(Reuters) - Encana Corp (ECA.TO) on Tuesday reported a higher-than-expected quarterly profit, much of which coming from a field it may put up for sale as it looks to cut its dependence on natural gas production.
After years of weak prices for the fuel, Encana is selling off natural gas properties and adding more valuable oil and natural-gas liquids production to boost earnings. But much of its gains in the first quarter came from its recently opened Deep Panuke gas project offshore Nova Scotia, which supplies the northeastern United States.
Deep Panuke, a project the company has said it may consider selling, received an average price of $19.17 per thousand cubic feet for gas in the quarter, more than triple Encana’s average gas price in the quarter of $5.82 per mcf, as cold temperatures kept demand high in the Boston market.
The quarter “was all about pricing and all about Deep Panuke,” said Edward Jones analyst Lanny Pendill. “The bulk of the increase ... came on the natural-gas side.”
Encana, Canada’s largest natural gas producer, posted a net profit of $116 million, compared with a year-earlier loss of $431 million, which included an income tax adjustment of $243 million.
Excluding special items, earnings rose to 70 cents per share from 24 cents and came in well ahead of the analysts’ average estimate of 53 cents, according to Thomson Reuters I/B/E/S.
After years of weak profits caused by its reliance on natural gas production, Encana has moved to rapidly boost its oil production. The company earlier this month agreed to pay $3.1 billion for Freeport-McMoran Copper & Gold Inc’s (FCX.N) properties in the south Texas Eagle Ford shale-oil field.
Encana is paying for its oil acquisitions by selling gas fields as it concentrates its operations on six regions rich in oil and natural-gas liquids, including the Eagle Ford. The company closed the $1.8 billion sale of much of its Jonah gas field in Wyoming on Monday and has more properties still on the block.
“The execution of our new strategy is unfolding faster than many expected,” Chief Executive Officer Doug Suttles said on a conference call.
The company said its output of oil and natural gas liquids averaged 67,900 barrels per day in the quarter, up 56 percent from a year earlier.

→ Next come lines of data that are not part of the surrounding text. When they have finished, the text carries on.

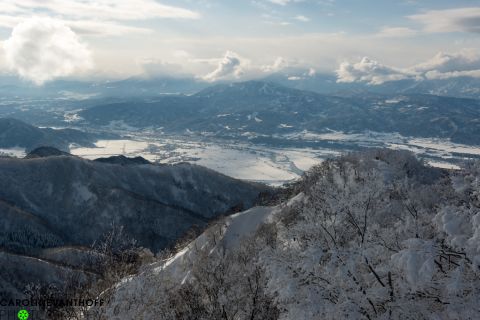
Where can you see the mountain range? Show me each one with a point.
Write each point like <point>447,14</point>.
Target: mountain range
<point>16,133</point>
<point>255,108</point>
<point>54,206</point>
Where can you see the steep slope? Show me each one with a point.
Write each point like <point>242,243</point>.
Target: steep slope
<point>78,200</point>
<point>15,133</point>
<point>53,207</point>
<point>376,235</point>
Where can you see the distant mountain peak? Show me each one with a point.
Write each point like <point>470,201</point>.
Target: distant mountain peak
<point>44,152</point>
<point>124,161</point>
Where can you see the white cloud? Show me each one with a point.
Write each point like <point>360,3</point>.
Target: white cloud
<point>369,71</point>
<point>302,18</point>
<point>451,20</point>
<point>279,64</point>
<point>396,32</point>
<point>230,66</point>
<point>465,63</point>
<point>158,68</point>
<point>42,49</point>
<point>280,2</point>
<point>98,9</point>
<point>92,17</point>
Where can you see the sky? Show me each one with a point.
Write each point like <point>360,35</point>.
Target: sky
<point>372,41</point>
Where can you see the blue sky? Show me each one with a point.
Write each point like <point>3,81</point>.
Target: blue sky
<point>226,39</point>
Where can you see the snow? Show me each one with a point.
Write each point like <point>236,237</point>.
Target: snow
<point>16,152</point>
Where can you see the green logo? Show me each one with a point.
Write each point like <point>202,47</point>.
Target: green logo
<point>22,315</point>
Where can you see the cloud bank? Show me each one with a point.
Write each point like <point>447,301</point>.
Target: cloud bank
<point>465,63</point>
<point>451,20</point>
<point>42,49</point>
<point>230,66</point>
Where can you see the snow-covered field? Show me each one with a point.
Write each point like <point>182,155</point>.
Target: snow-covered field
<point>274,166</point>
<point>241,160</point>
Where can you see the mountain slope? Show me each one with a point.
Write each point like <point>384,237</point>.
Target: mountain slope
<point>78,200</point>
<point>262,109</point>
<point>376,235</point>
<point>54,207</point>
<point>15,133</point>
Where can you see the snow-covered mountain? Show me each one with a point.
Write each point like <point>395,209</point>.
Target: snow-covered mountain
<point>15,133</point>
<point>55,201</point>
<point>263,109</point>
<point>376,235</point>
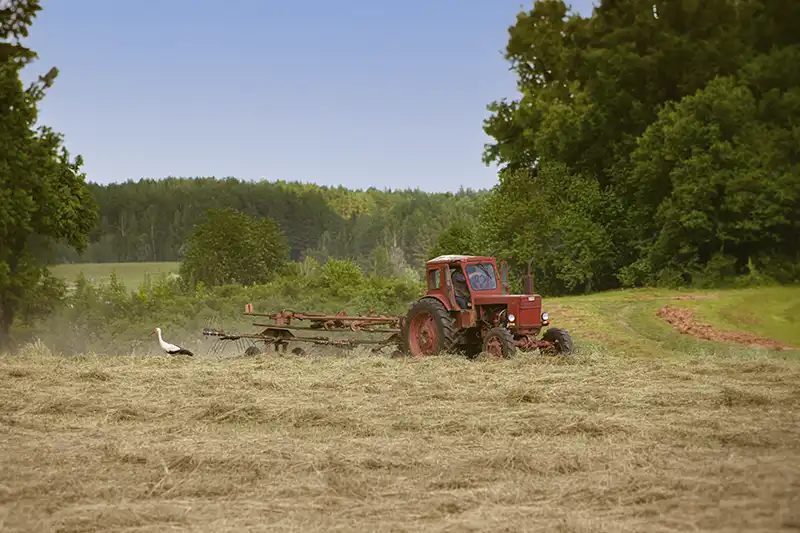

Natural gas production fell 2 percent to 2.81 billion cubic feet per day.
The company’s cash flow, a key indicator of its ability to pay for new projects and drilling, nearly doubled to $1.09 billion, or $1.48 per share.
The company’s shares were up 36 Canadian cents at C$24.96 at midday on the Toronto Stock Exchange. The shares have risen about 20 percent over the past three months.